Les cartes-portulans

Dans un contexte d’essor du commerce maritime, une nouvelle représentation


cartographique, résultat de l’observation des marins, se répand au XIVe siècle depuis
l’Italie. Ce sont les "portulans", à la fois textes décrivant les côtes et les ports, et
cartes nautiques peintes sur parchemin avec l’indication des îles, abris et amers pour
reconnaître un rivage. En toile de fond se développe un réseau de lignes
géométriques appelé "marteloire", différent du quadrillage des parallèles et des
méridiens. Issues des roses des vents, ces lignes de rhumbs ne servent pas à mesurer
les distances, mais indiquent aux marins les angles de route pour se diriger avec la
règle, le compas et surtout grâce à l'usage de l'aiguille aimantée de la toute nouvelle
boussole.

La redécouverte de Ptolémée

De 1401 à 1406, Jacopo d'Angelo da Scarperia traduit du grec au latin la


"cosmographie" de Ptolémée, dont le manuscrit avait été apporté de Constantinople
par Manuel Chrysoloras. Le titre grec de "géographie" n'apparaît qu'à partir de la
traduction italienne du Florentin Francesco Berghieri (publiée en 1478).
Le texte traduit par Jacopo d'Angelo était accompagné de cartes, transcrites à leur
tour en latin vers 1415 et dont l'origine demeure incertaine.
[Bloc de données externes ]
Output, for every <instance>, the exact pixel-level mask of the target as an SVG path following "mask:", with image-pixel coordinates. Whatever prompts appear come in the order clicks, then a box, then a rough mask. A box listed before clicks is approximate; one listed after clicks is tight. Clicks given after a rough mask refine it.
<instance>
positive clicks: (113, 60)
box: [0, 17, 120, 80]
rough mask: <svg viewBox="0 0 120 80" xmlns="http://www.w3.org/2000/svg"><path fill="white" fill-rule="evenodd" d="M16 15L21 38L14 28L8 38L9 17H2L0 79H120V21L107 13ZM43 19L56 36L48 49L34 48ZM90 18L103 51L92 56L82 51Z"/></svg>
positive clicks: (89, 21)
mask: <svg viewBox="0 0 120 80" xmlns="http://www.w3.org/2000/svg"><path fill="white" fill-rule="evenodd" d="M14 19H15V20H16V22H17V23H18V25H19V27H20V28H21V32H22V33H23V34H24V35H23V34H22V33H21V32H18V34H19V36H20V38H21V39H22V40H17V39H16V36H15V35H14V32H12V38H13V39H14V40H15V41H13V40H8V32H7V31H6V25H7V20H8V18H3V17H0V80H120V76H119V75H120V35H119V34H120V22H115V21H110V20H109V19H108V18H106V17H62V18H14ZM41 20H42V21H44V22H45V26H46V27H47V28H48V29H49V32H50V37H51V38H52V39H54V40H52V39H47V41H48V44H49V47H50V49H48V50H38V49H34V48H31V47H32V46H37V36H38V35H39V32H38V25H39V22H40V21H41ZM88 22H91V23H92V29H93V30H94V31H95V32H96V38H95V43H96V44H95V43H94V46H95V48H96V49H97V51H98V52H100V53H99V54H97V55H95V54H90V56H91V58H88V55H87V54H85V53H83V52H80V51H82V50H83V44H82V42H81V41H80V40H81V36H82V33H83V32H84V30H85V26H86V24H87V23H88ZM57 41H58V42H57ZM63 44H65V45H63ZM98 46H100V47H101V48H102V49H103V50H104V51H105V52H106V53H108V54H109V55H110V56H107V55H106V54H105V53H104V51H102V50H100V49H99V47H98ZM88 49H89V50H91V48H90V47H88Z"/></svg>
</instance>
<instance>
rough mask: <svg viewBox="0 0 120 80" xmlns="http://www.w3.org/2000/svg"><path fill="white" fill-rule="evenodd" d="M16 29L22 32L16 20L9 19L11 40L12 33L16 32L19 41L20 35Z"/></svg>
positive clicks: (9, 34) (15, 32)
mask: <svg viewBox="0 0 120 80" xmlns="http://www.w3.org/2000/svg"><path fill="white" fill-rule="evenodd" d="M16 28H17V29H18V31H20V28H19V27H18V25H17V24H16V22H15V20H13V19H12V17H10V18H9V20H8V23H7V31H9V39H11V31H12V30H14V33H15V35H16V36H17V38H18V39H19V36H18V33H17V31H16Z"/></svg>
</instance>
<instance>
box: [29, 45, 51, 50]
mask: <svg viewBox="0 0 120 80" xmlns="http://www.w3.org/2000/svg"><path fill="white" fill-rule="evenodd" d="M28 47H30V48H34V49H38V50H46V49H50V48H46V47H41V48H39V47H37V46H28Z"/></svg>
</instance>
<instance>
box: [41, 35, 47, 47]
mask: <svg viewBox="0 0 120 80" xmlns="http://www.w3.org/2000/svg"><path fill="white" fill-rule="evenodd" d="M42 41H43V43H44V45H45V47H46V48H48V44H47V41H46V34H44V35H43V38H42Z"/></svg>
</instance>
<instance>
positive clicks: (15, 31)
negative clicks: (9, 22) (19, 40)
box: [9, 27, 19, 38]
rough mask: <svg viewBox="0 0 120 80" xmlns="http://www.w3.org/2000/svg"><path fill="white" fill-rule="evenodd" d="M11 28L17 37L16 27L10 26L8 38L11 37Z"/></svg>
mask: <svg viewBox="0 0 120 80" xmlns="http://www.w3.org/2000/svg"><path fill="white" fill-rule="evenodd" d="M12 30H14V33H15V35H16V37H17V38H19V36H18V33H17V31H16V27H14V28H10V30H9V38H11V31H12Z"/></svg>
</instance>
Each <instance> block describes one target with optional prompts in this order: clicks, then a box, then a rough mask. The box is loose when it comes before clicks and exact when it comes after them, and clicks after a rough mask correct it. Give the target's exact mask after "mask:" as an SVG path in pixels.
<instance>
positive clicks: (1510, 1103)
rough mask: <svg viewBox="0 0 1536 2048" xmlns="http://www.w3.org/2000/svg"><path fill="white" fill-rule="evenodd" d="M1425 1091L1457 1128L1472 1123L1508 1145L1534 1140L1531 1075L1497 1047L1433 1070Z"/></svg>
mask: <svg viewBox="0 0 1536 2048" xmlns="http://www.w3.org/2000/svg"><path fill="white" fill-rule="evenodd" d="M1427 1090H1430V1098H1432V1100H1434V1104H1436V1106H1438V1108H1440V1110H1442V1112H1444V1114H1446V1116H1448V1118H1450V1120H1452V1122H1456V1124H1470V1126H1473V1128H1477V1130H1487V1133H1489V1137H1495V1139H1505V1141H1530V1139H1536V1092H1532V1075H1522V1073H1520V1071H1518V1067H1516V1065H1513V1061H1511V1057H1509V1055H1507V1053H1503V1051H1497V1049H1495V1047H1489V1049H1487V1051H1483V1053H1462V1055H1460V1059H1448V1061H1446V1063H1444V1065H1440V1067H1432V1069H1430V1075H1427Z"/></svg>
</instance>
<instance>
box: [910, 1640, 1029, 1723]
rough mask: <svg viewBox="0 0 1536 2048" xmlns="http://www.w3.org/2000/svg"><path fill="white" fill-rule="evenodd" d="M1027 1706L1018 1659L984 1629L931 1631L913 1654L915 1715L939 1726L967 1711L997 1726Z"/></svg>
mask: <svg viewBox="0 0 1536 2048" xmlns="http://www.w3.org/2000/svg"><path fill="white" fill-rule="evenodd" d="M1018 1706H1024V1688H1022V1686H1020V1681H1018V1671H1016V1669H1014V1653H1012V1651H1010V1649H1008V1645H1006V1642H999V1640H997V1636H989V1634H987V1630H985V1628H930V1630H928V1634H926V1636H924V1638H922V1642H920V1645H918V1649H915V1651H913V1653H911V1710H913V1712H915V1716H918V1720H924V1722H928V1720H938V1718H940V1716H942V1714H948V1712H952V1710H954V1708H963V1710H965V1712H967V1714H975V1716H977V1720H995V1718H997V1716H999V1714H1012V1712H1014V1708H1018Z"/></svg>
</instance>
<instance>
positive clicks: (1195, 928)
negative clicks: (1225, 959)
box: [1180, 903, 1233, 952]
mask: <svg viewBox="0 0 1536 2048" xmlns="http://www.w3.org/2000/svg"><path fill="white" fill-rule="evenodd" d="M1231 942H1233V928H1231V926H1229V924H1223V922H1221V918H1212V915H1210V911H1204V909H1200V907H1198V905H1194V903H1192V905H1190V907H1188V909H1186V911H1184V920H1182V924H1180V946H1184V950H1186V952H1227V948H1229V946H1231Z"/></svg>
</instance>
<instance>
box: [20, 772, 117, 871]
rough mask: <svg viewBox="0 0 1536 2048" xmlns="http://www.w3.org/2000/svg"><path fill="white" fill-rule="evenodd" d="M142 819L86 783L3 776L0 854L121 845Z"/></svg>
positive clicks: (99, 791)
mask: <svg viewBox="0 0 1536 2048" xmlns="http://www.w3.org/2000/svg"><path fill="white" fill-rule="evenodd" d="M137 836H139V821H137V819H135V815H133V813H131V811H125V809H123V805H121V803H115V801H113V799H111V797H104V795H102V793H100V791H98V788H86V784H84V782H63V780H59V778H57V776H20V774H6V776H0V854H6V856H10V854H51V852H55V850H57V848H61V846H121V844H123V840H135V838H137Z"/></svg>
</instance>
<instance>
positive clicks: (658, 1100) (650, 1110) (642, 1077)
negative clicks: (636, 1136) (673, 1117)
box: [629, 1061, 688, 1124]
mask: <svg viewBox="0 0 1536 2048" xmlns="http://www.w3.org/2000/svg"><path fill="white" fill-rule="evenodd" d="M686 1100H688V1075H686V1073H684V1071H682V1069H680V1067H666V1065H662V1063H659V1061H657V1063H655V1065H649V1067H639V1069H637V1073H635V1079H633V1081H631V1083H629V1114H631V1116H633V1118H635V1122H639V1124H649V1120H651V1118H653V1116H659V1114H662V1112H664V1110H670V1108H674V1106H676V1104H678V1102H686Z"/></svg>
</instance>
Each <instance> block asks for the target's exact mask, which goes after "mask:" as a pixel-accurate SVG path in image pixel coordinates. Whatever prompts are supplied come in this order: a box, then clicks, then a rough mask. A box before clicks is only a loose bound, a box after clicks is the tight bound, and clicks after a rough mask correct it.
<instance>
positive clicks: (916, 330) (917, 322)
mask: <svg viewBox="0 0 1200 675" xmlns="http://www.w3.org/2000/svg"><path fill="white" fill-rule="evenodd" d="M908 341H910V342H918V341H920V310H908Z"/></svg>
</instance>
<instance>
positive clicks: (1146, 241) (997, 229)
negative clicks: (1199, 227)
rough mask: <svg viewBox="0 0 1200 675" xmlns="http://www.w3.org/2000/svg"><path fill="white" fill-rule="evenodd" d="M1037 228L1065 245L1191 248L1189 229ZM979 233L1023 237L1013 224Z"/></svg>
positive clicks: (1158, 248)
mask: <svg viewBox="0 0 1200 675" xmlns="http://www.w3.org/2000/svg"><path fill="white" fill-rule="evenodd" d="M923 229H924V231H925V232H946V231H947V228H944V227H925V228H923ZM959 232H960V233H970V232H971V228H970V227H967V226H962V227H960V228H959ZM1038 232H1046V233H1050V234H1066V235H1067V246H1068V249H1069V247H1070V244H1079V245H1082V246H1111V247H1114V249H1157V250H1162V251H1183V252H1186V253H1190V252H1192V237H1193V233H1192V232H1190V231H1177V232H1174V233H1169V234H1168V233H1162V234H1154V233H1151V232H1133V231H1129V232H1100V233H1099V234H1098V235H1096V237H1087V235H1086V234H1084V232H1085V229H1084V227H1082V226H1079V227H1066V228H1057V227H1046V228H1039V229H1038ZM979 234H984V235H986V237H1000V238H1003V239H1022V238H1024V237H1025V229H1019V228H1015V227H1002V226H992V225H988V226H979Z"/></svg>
Sont-elles l'œuvre de
Ptolémée lui-même ? Ou des constructions plus tardives comme celles réalisées au
XIIIe siècle à Constantinople par Maxime Planude (1260-1310) ? Quoi qu'il en soit,
les manuscrits latins, copiés en Italie puis dans le reste de l'Europe occidentale à
l'intention des grands personnages du temps, se distinguent par leur qualité et la
beauté de leurs illustrations. La plupart de ces manuscrits renferment un jeu de vingt-
sept cartes : vingt-six cartes régionales en projection orthogonale et une carte du
monde, généralement en projection conique. À cette cartographie de base s'ajoutent
bientôt des cartes "modernes" et des plans de ville.

Avec la traduction latine de Ptolémée, le monde occidental dispose désormais des


outils nécessaires, grâce aux projections, pour construire une représentation
géométrique du monde connu et des mondes à découvrir.